The above plot displays the ten continuous features with the highest linear relationship to the sales price. The units used to describe this is the absolute value of the correlation coefficient (range 0 to 1). Variables with a correlation coefficient of .5 or higher have a strong linear relationship with the sales price (variables with lower correlation coefficients are not shown here).
The above histograms display the distribution of the top features. The histograms are ordered based on the features’ correlation to the sale price (most correlated to least correlated). As the correlation decreases, the distribution of the features have less of a resemblance to the distribution of the sale price.
The above scatterplots display the relationship of the top features to the sale price. The scatterplots are ordered based on the features’ correlation to the sale price (most correlated to least correlated). As the correlation decreases, features display less of a linear relationship with sales price.
With the exception of a couple of outliers, quality rating and above grade living area when paired together have a strong linear relationship with sale price.
There are strong correlations among features that measure a similar quality of the homes (such as the year the house was built and year the garage was built).
| count | mean | std | min | 25% | 50% | 75% | max | |
|---|---|---|---|---|---|---|---|---|
| OverallQual | 1094.0 | 6.247715 | 1.366797 | 2.0 | 5.0 | 6.0 | 7.0 | 10.0 |
| GrLivArea | 1094.0 | 1535.027422 | 526.124028 | 438.0 | 1164.0 | 1480.0 | 1779.0 | 5642.0 |
| GarageCars | 1094.0 | 1.879342 | 0.658586 | 1.0 | 1.0 | 2.0 | 2.0 | 4.0 |
| GarageArea | 1094.0 | 503.760512 | 192.261314 | 160.0 | 360.0 | 484.0 | 602.5 | 1418.0 |
| TotalBsmtSF | 1094.0 | 1099.561243 | 415.851262 | 105.0 | 816.0 | 1023.0 | 1345.5 | 6110.0 |
| 1stFlrSF | 1094.0 | 1173.809872 | 387.677463 | 438.0 | 894.0 | 1097.0 | 1413.5 | 4692.0 |
| SalePrice | 1094.0 | 187033.263254 | 83165.332151 | 35311.0 | 132500.0 | 165750.0 | 221000.0 | 755000.0 |
Due to the presence of outliers, the median (the column denoted ‘50%’) displays information that is more representative of the data.

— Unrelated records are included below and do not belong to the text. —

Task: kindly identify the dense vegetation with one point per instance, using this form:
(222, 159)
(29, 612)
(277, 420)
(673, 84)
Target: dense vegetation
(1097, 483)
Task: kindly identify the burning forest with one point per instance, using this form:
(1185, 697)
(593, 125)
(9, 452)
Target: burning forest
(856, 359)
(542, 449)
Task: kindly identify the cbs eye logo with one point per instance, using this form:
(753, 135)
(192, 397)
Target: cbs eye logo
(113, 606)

Predictive Modeling and Evaluation
Models are evaluated by using the following metrics on the validation set: R-squared value, root mean square error, and mean absolute error. Additionally, the residuals from the validation set are plotted and analyzed.
Gradient Boost
Validation Set Evaluation
R squared score:
0.9172114815362296
RMSE: 22058.97119044775
MAE: 14769.614705646483
The gradient boost model had the best performance out of all of the models. Cross validation showed fewer signs of overfitting with this model. The strength of this model when it comes to making predictions using this data comes from its ability to reduce error over multiple iterations, resulting in higher accuracy scores after a high number of iterations.
Creating Price Predictions For Unsold Homes
The gradient boosting model was used to predict the sale prices of unsold homes. The predicted sale prices, have a similar distribution to the known sale prices. Most of the homes that have yet to be sold will likely be sold for around $150,000.

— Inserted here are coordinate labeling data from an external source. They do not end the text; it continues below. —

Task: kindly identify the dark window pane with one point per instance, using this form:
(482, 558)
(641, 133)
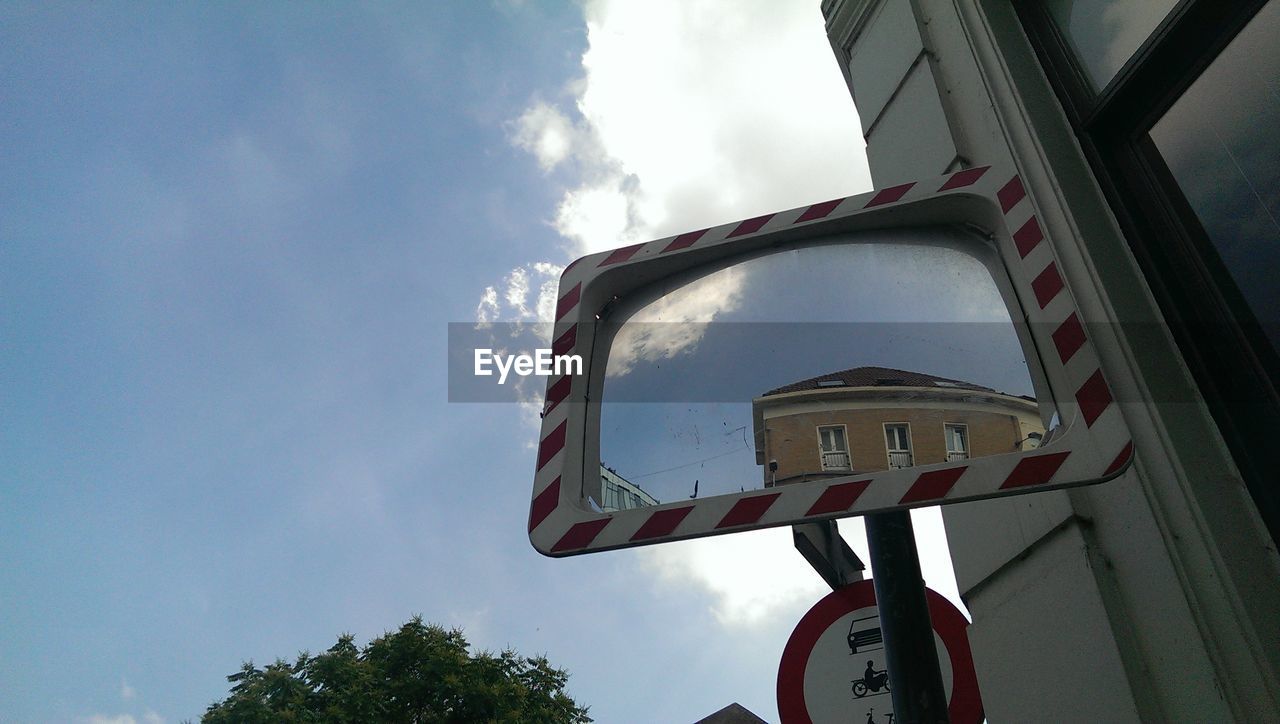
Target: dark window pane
(1221, 141)
(1105, 33)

Final Analysis and Conclusion
Understanding how to better utilize supervised modeling techniques to predict housing prices will give insight into which factors have the most effect on the prices of homes. Information about how such trends change over time can also be gained, which will be useful in understanding the real estate market which is a major economic indicator.
This study established the best suprvised modeling technique for predicting housing prices. The next step in using this data to gather insights from sales of homes would be to collect housing data from greater time spans (involving similar homes) and use them to train a model that will focus on seasonality and change over time. By being able to understand how such supervised learning models can be improved with the added context of time, housing prices can be predicted even more accurately and more information can be gained about the housing market that can provide actionable insights.